Result caching in the Gnutella network


Sponsor

Ling Liu / Bugra Gedik
{lingliu, bgedik}@cc.gatech.edu
CCB 216 / CCB 263

Area

Systems and Databases


Problem
Gnutella is a peer-to-peer (P2P) protocol for distributed search. It is widely used by many popular file-sharing applications. In these applications, the aim is to exchange files between peers through a direct connection between them. Each peer stores the files it wants to share in its local disk and exchanges these files with other peers by locating them and directly communicating with them. The way a peer finds other peers that store the files corresponding to its query is the main part that varies between different peer-to-peer protocols. For instance Napster uses centralized servers to index the files each peer shares. As opposed to Napster, which is a centralized system, Gnutella is totally decentralized. It forms an overlay network (called the Gnutella network) of peers and all queries flood over this network.

Two main problems with the Gnutella protocol are: (1) The search is expensive when we consider the number of messages used for querying the network and getting back the results. This causes inefficient use of network resources. (2) The routing responsibilities are assigned to peers with the assumption that each peer has the same resource capacity. This hurts the reliability of the system, since many nodes have weak connections and short participation times, which makes them unsuitable for taking active part in the protocol.

A known solution for the problem (2) is to use the so-called super-peers as proxies for less powerful nodes of the system. A basic approach to the problem (1) is to use routing structures at each node to control the flooding in a more intelligent way.

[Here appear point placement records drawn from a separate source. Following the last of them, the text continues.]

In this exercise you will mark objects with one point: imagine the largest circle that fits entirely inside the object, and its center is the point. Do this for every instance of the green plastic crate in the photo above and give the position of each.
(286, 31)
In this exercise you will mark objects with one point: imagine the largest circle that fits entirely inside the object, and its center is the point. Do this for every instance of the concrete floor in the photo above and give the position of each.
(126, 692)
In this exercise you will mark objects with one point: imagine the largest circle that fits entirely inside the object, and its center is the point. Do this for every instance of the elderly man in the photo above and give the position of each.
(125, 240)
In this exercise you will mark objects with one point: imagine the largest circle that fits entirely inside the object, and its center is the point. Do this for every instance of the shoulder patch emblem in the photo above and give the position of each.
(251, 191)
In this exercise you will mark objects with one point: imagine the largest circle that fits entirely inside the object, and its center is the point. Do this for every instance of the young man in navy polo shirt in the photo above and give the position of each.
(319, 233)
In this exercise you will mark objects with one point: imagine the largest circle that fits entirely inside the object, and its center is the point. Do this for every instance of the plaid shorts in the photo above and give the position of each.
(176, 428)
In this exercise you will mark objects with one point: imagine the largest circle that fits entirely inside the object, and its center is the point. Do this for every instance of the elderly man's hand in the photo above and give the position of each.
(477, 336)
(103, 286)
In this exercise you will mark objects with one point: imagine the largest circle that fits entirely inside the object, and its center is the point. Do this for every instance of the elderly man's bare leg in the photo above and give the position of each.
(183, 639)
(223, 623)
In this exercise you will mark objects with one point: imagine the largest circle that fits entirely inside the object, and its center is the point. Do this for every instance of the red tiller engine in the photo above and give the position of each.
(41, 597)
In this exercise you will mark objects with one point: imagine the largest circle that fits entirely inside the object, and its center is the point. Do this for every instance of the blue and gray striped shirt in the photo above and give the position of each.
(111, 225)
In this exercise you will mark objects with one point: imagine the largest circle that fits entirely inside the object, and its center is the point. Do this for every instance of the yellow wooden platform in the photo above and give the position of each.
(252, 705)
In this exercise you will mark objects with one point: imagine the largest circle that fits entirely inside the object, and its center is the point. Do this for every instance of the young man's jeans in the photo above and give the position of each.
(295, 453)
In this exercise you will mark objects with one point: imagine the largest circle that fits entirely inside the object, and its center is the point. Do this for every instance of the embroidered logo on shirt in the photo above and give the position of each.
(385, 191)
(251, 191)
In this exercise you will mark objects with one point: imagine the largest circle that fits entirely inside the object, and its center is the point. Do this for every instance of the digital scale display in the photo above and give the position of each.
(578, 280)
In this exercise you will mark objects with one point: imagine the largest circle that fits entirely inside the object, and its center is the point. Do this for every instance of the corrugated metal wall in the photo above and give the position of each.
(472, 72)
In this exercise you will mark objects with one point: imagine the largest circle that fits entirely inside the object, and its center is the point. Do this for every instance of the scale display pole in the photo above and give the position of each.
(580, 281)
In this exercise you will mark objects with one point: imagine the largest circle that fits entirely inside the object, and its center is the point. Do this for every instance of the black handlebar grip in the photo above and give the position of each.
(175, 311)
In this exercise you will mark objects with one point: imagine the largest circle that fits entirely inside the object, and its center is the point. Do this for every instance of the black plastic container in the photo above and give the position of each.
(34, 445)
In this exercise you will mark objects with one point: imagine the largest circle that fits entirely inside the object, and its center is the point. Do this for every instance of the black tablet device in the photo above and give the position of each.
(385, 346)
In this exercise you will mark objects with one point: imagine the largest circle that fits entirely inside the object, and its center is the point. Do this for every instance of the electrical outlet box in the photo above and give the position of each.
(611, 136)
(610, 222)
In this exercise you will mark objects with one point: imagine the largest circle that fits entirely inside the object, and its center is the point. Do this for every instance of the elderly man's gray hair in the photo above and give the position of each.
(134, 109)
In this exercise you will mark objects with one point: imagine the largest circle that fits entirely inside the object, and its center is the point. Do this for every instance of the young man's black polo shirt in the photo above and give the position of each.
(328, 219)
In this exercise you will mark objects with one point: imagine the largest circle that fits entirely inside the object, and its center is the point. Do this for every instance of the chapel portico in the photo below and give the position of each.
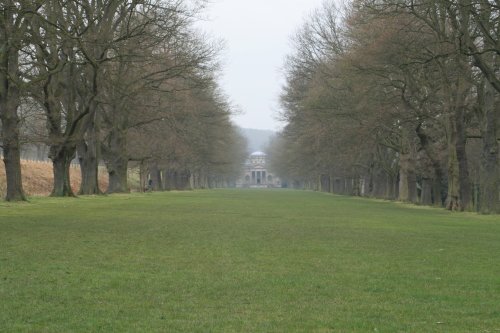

In this project we will investigate the possibility of using result caching together with the idea of super peers to better solve the problem (1). You are expected to first get familiar with the Gnutella protocol. The basic protocol specification is available at here. And a more informal description can be found at here. At the second step, you are expected to explore the idea of super peers by reading the paper called "Designing a super peer network" available on-line and (optionally) the idea of Routing Indexes as described by the "Routing Indices for Peer-to-peer Systems" paper available on-line.

After learning how Gnutella works, you are expected to explore the possibility of building caches on the super peers based on the query results observed. These caches will store the addresses of peers that have returned results to queries, not the files themselves. These caches are expected to support returning results fast via the use of an index structure built on them.

This mini-project description consists of at least two mini-projects. You may choose to work with me on another miniproject (the second project), you may also choose one over another.

(1)   analyze the search text of queries that pass through the super peers to see if there are repeating similar queries due to the non-uniformity in user interests. If so, a basic caching approach is expected to be developed. An important question to be answered is when to use the caches and when to use the traditional flooding, and if a probabilistic method might be used.

(2)   define the details of the cache organization and maintenance. We will provide a Gnutella simulator to implement the caching scheme and get some simulation measures that reflects the effectiveness of the proposed approach.

Deliverables
(1) For task (1)

A report describing your findings from the search text analysis, the code you used for collecting and processing this information,

(2) For task (2)

A report summarizing the cache organization and maintenance, and simulation results showing the effectiveness of the proposed approach.

Evaluation
You will be graded on the quality of your report.